Sunday, April 1, 2012

Should the Crowd Pick my Next Video Card?

I helped a friend design a new computer the other day, and part of this process involved doing some research to find the video card that provided the best value for the money.

Conveniently, this website provided benchmark scores and prices for a wide range of modern video cards, and I ultimately found and recommended the one on NewEgg that had the highest benchmark per price.

I was left wondering, though:  could I have saved time by simply selecting the most popular video card or the highest rated video card?  Should I let the crowd buy my next video card?  In this example, I will use the RCurl and foreach packages to download and parse data from NewEgg and compare to the benchmarks from the website above to determine whether or not the crowd makes the best video card decision.

I'm going to state up-front a few assumptions relevant to this study:

  • I should compare the most popular video card of each variety.  Since this is a question of value versus popularity and I am comparing only one video card of each variety, I should choose the most popular one as my example of this type!
  • The benchmark score is the single point of comparison to determine which video card is best.  In reality, there are a lot of great reasons to choose a piece of equipment outside of just performance! 
  • I retrieved my data on March 27, 2012.  The direct analysis should not be used to pick a video card far from this date, as the best value may change! 
  • NewEgg's price, ratings, and number of reviews are taken as the market price and the confidence of an expert panel in the product.  
  • For my purposes, value equals performance divided by price. 

I like this example, because part of this task involves drawing data from from the web and parsing it.  The following source code retrieved my price data from NewEgg:

library(RCurl)
library(foreach)

# Cut and pasted from videocardbenchmarks website
NameVsPerformance <- read.table("~/Desktop/performance.dat")

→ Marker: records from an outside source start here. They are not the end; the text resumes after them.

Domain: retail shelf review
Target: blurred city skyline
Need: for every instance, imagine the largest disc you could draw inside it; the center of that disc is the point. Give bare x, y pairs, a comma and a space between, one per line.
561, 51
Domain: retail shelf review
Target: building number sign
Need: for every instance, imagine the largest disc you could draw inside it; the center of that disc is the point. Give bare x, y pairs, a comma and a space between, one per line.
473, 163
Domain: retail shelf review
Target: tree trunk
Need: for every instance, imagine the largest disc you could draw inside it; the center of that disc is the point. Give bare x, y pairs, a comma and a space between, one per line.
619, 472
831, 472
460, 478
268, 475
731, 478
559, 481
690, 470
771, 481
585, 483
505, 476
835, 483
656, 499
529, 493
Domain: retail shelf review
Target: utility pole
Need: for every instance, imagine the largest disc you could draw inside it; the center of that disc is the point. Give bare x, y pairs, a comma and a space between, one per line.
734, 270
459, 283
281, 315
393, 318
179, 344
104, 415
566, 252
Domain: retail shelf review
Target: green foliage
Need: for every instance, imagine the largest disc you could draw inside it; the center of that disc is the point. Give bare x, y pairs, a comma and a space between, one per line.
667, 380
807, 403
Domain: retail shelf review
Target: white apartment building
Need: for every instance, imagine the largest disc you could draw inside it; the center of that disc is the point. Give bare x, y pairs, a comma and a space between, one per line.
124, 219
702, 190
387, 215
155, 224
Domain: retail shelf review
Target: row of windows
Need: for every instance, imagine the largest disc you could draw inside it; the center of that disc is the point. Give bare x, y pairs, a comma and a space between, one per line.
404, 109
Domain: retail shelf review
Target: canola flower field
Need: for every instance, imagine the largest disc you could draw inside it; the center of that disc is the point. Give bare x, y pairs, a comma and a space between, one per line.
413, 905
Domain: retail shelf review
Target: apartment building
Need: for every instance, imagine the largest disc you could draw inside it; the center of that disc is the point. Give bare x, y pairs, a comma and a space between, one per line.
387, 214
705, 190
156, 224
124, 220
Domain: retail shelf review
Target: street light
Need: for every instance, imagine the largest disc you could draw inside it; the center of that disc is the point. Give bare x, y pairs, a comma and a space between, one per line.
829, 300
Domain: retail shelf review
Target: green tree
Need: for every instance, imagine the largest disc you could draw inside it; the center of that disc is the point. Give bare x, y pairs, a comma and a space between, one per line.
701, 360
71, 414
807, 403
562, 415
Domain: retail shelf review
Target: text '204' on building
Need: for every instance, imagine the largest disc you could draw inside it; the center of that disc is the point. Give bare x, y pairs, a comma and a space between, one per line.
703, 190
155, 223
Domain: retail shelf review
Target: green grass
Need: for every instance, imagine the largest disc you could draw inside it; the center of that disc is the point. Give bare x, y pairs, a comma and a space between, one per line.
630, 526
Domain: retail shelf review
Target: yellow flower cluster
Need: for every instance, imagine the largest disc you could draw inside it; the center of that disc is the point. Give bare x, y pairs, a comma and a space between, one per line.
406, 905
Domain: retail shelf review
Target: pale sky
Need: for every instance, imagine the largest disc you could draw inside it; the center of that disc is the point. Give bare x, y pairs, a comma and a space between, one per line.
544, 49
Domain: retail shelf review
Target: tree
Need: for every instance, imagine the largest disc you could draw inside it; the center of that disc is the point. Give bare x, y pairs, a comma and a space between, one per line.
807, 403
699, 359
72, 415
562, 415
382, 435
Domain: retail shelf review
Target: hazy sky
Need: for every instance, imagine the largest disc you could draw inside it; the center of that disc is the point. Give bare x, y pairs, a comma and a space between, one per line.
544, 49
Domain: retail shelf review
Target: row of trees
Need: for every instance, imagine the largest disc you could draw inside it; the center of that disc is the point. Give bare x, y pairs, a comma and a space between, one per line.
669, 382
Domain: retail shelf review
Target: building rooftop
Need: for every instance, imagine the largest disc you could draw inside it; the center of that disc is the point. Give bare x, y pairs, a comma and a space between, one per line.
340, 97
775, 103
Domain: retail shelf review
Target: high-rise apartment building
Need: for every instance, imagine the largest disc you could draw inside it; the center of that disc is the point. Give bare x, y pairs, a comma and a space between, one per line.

Prices <- foreach(i = 1:nrow(NameVsPerformance)) %do% { 
 
  # I manually did a search, and got these 

  # parameters from the query string.
  result <- getForm("http://www.newegg.com/Product/ProductList.aspx",
                    .params = c(Submit = "ENE",
                                N = "100007709",
                                DEPA = "0",
                                IsNodeId = "1",
                                Description = gsub("_", 

                                                   " ", 
                                                   NameVsPerformance[i,1]),
                                bop = "And",
                                Order = "REVIEWS",
                                PageSize = "1"
            )
          )
 
  # Some contingencies to make sure 

  # that my search was successful
  match <- regexpr("We have found 0 active items that match", result)
  matchstr <- regmatches(result, match)
 
  if (length(matchstr > 0)) {
    return(0)
  }
 
  match <- regexpr("Reduce the number of keywords used", result)
  matchstr <- regmatches(result, match)
 
  if (length(matchstr > 0)) {
    return(0)
  }
 
  match <- regexpr("<strong>0 items</strong>", result)
  matchstr <- regmatches(result, match)
 
  if (length(matchstr > 0)) {
    return(0)
  }
 
  # Regular expression out the price
  match <- regexpr("<strong>[[:digit:]]+</strong><sup>.[[:digit:]]+</sup>", result)
  matchstr <- regmatches(result, match)
 
  # And format it properly
  if (length(matchstr) == 0) {
    return(0) # Price is 0 if none was found.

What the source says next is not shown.